Al fin, imposibilitada de arrojar de sí una culpa que no entendía y que se le imponía con fuerza incontestable, tuvo que confesar que lo que le había ocurrido era ni más ni menos la consecuencia de no haber sabido vencer la dulce tentación de las palabras desnudas, procaces, ambiguas  degustadas a solas, a solas, total y absolutamente a solas.

Cuando volvió a entrar en casa no era ya la misma. Volvía vestida , inclinada y opaca.

Había destruido un paraíso que sólo entonces sabía que existiese y, conocía demasiado bien el Génesis, como para pretender ignorar cuál sería su suerte. 

Aquella tarde volvió a casa estropeada por una naturaleza previsible, esa que le había sido transmitida por una tradición sutil de la que su madre y su abuela sabían seguro cumplidamente aunque ellas no escribieran una sola palabras. Tenía que ver con lo que se decía y lo que se callaba.

Se hacía tarde, muy tarde, pero ella no encendió la luz. 

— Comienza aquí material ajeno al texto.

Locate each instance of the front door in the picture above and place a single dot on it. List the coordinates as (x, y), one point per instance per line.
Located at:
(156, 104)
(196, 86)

Cara a la puerta cerrada, deseó como nunca un preciso y único sonido hasta que sólo fue una obsesión intermitente, monótona, de oír el girar de una llave conocida.  Cuando la oyó, por fin, ella se había convertido en un deseo exhausto.

La llave giró en la cerradura. El entró, encendió la luz de lámpara y la miró largamente con sus ojos que se lavaban lentamente frente a ella y de una forma casi milagrosa sonrió levemente burlón, como sólo hacía cuando leía sus versos y entonces,  con deliberación, para que ella comprendiera se sacó una manzana roja y brillante del bolsillo, la limpió en su pantalón, le dio un mordisco jugoso y… se la ofreció.